I'm currently working on a new project. It's a reproduction of a New Hampshire mirror clock. One of the reasons I've decided to work on this project (instead of finishing other ones) is to practice some of the restoration skills and techniques that I've learned over the past few years. One of the other reasons is that I'm in the mood to paint, and most of this clock will have painted surfaces. It's also winter, so I can't work on any large house projects, or do too much woodworking in the freezing cold shop.
This clock will be a fairly simple build (I've been working on it for a few days and the main case is nearly done), but the real challenge on this clock will be the treatment of surfaces to achieve a realistic antique look on what's basically a brand new clock. The look I'm aiming for is a period 1820s clock in good, but not perfect shape. This means that I want it to have a few blemishes, imperfections, and "character" but without going overboard. That said, I'm also making an effort to make the clock not so convincing that someone later on could pass it off as a fake. For this reason, I'm choosing to use one of my spare ogee clock movements in the clock. I'll go into more details about that later.

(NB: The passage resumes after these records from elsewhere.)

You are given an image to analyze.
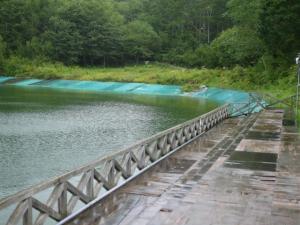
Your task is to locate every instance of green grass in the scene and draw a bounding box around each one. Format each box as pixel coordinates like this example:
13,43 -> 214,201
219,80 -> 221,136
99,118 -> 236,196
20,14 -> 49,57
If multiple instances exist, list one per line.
4,57 -> 296,97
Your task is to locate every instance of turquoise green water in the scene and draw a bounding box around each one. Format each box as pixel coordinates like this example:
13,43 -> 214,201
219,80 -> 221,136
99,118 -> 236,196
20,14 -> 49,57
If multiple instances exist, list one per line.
0,85 -> 217,198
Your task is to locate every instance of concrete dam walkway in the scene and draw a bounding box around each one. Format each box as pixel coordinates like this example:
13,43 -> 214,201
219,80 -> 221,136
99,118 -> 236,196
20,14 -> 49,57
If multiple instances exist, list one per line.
65,110 -> 300,225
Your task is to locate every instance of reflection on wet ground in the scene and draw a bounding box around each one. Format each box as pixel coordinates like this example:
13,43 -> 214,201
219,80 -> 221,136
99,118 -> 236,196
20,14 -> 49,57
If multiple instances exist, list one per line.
65,110 -> 300,225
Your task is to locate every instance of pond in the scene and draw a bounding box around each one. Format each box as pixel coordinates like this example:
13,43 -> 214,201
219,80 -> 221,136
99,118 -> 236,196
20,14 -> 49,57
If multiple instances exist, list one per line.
0,85 -> 218,199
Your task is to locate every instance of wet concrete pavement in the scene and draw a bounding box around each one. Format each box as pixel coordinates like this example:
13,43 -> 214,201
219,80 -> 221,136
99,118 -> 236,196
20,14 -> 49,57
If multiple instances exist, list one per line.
65,110 -> 300,225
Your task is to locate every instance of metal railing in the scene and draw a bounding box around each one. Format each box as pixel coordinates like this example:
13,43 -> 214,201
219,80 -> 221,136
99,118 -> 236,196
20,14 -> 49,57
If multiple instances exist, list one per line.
0,105 -> 230,225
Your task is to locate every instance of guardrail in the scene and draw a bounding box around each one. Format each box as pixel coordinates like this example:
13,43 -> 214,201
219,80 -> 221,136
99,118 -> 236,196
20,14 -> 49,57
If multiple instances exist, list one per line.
0,105 -> 230,225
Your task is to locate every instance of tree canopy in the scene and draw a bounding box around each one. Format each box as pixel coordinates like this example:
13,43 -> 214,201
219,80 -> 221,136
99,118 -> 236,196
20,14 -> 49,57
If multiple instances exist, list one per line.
0,0 -> 300,67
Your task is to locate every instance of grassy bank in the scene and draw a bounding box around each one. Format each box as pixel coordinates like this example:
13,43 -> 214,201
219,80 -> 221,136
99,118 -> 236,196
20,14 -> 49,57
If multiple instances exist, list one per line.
3,58 -> 296,97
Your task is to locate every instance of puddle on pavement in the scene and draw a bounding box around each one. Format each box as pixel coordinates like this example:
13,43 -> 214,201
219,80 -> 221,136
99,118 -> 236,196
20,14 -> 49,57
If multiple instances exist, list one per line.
224,151 -> 277,171
158,157 -> 196,174
282,119 -> 296,126
246,131 -> 280,141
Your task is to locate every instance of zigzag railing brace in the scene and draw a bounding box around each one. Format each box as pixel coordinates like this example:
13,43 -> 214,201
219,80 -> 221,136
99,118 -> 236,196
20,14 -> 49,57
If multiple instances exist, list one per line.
0,104 -> 230,225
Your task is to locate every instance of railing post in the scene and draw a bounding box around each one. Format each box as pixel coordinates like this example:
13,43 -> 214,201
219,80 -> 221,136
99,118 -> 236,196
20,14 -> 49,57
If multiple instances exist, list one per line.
58,182 -> 68,218
23,198 -> 32,225
86,169 -> 95,200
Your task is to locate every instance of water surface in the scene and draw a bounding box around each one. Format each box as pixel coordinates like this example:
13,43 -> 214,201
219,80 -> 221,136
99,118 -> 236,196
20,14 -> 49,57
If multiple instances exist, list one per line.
0,85 -> 217,198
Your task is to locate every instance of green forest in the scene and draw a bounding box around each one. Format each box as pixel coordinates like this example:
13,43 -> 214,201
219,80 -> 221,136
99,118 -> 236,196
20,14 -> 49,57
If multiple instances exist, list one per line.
0,0 -> 300,94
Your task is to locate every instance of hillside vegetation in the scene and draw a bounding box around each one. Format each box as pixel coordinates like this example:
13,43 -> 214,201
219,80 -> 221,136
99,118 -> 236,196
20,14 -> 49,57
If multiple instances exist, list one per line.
0,0 -> 300,95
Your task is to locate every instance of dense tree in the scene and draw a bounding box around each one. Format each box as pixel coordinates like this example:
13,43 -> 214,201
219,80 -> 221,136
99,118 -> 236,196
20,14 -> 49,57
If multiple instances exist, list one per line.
124,20 -> 160,63
0,0 -> 300,67
259,0 -> 300,61
0,36 -> 6,71
212,27 -> 264,66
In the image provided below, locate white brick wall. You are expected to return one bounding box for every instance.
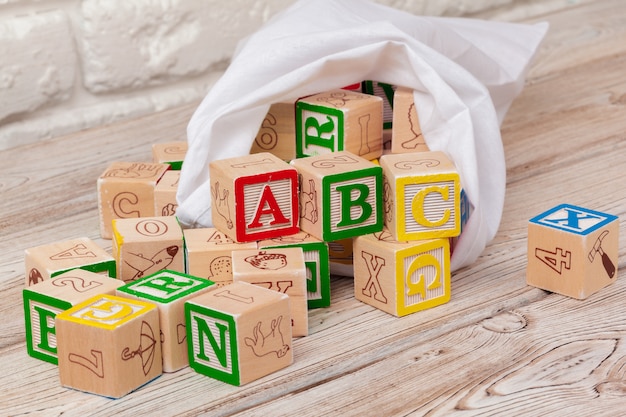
[0,0,571,149]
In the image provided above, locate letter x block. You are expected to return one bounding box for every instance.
[117,270,214,372]
[56,295,162,398]
[291,151,383,242]
[209,152,299,242]
[380,152,461,241]
[185,282,293,385]
[526,204,619,299]
[354,231,450,317]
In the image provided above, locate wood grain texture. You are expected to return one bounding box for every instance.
[0,0,626,416]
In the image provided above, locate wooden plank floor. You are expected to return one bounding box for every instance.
[0,0,626,416]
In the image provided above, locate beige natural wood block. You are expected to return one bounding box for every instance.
[185,282,293,385]
[232,247,309,337]
[116,270,215,372]
[56,295,162,398]
[98,162,169,239]
[296,89,383,159]
[152,141,189,171]
[113,216,185,282]
[380,151,461,241]
[354,230,450,316]
[250,103,296,162]
[209,152,299,242]
[291,151,383,242]
[24,237,116,287]
[183,227,257,286]
[154,170,180,216]
[22,269,124,364]
[391,87,430,153]
[526,204,619,299]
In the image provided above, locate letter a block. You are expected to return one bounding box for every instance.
[354,231,450,317]
[56,295,162,398]
[291,151,383,242]
[185,282,293,385]
[22,269,124,365]
[117,270,214,372]
[209,152,299,242]
[296,90,383,160]
[526,204,619,299]
[380,152,461,241]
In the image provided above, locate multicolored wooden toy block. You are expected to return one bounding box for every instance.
[296,89,383,159]
[250,103,296,161]
[24,237,116,287]
[56,295,162,398]
[380,151,461,241]
[232,247,309,337]
[183,227,257,287]
[98,162,169,239]
[258,232,330,309]
[117,270,214,372]
[354,231,450,317]
[185,282,293,385]
[291,151,383,242]
[152,141,188,171]
[112,216,185,282]
[22,269,124,365]
[526,204,619,299]
[209,152,299,242]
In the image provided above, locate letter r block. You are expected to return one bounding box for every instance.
[209,152,299,242]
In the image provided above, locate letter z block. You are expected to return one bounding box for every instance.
[380,152,461,241]
[56,295,162,398]
[209,152,299,242]
[185,282,293,385]
[354,231,450,317]
[526,204,619,300]
[291,151,383,242]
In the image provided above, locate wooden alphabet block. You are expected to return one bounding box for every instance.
[24,237,116,287]
[233,247,309,337]
[391,87,430,153]
[380,152,461,241]
[354,231,450,317]
[154,170,180,216]
[209,152,299,242]
[56,295,162,398]
[258,232,330,309]
[185,282,293,385]
[152,141,188,171]
[113,216,185,282]
[291,151,383,242]
[98,162,169,239]
[526,204,619,300]
[296,89,383,159]
[117,270,214,372]
[183,227,257,287]
[22,269,124,365]
[250,103,296,162]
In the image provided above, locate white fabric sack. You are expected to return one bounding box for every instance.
[177,0,548,270]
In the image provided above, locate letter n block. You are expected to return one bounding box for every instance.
[56,295,162,398]
[526,204,619,299]
[22,269,124,365]
[185,282,293,385]
[380,152,461,241]
[291,151,383,242]
[117,270,214,372]
[209,152,299,242]
[354,231,450,317]
[296,90,383,160]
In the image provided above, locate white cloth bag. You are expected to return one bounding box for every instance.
[177,0,548,270]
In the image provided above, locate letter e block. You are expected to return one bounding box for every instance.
[185,282,293,385]
[526,204,619,300]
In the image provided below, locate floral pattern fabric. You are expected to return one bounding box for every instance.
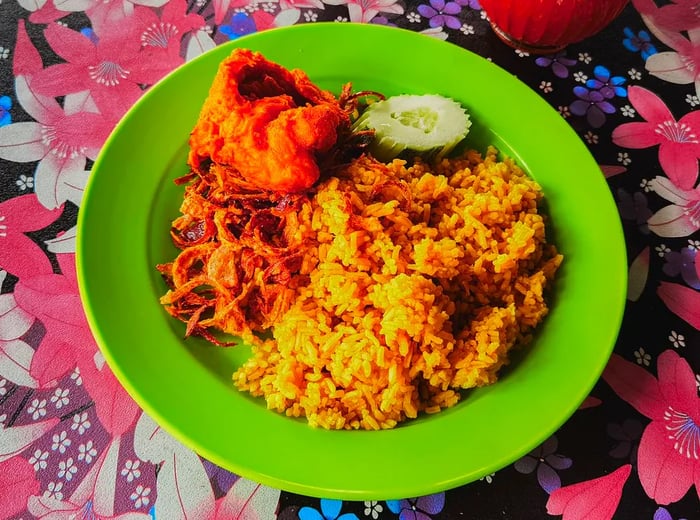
[0,0,700,520]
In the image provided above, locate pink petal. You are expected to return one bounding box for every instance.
[644,52,695,85]
[29,330,77,388]
[627,246,649,302]
[0,233,52,278]
[0,193,61,231]
[0,457,39,520]
[0,121,48,163]
[44,23,95,65]
[651,175,700,206]
[15,274,87,327]
[0,294,34,341]
[603,354,667,419]
[612,123,661,149]
[15,76,63,123]
[647,204,699,238]
[0,417,59,462]
[78,358,139,437]
[657,350,700,416]
[659,141,700,190]
[547,464,632,520]
[32,62,92,97]
[657,282,700,330]
[627,85,676,126]
[637,421,694,505]
[12,19,44,76]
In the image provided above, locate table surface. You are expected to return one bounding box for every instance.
[0,0,700,520]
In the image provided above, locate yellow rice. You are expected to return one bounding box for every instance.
[233,148,562,429]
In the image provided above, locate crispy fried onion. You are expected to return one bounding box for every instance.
[157,164,308,346]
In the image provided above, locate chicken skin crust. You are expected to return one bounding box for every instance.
[188,49,350,193]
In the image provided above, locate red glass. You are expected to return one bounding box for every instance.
[480,0,629,53]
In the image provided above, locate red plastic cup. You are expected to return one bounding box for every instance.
[480,0,629,54]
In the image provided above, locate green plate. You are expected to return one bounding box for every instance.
[77,23,627,500]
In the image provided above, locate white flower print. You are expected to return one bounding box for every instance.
[29,450,49,471]
[44,482,63,500]
[668,330,685,348]
[51,430,71,453]
[365,500,384,520]
[51,388,70,410]
[70,367,83,386]
[617,152,632,166]
[129,484,151,509]
[70,412,92,435]
[78,441,97,464]
[634,347,651,367]
[15,175,34,191]
[27,399,46,421]
[459,23,474,36]
[574,70,588,83]
[654,244,671,258]
[406,12,421,23]
[58,457,78,482]
[620,105,637,117]
[121,460,141,482]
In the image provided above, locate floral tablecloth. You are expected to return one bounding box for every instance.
[0,0,700,520]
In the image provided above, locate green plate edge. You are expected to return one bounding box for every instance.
[77,22,627,500]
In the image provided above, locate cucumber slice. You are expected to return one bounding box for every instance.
[353,94,471,161]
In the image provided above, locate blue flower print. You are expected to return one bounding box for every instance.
[622,27,657,61]
[535,52,576,78]
[0,96,12,126]
[513,435,573,493]
[653,507,686,520]
[569,86,615,128]
[418,0,462,29]
[586,65,627,99]
[299,498,358,520]
[662,247,700,290]
[386,493,445,520]
[219,13,257,40]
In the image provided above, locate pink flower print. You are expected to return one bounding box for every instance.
[30,19,162,122]
[647,177,700,237]
[645,19,700,95]
[132,0,204,77]
[324,0,403,23]
[656,280,700,330]
[0,457,39,520]
[11,252,97,388]
[603,350,700,505]
[27,439,151,520]
[547,464,632,520]
[654,0,700,31]
[612,86,700,190]
[0,195,61,278]
[0,22,111,209]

On this clock, I want to practice gilding on gesso (something I've never done before), antiquing new wood to match old wood (ie: getting that perfect shade of old reddish brown), making a convincing silvered mirror, and reverse painting in bronze powders.
I also want to print my own antique style label for the clock, paint a custom dial, and possibly even cast some custom lead weights.
There's still a lot to do on this clock, but I'll be doing my best to document the process as I go along. The next step will be the backboard, and the turnings.
Hopefully I'll have some photos to share soon.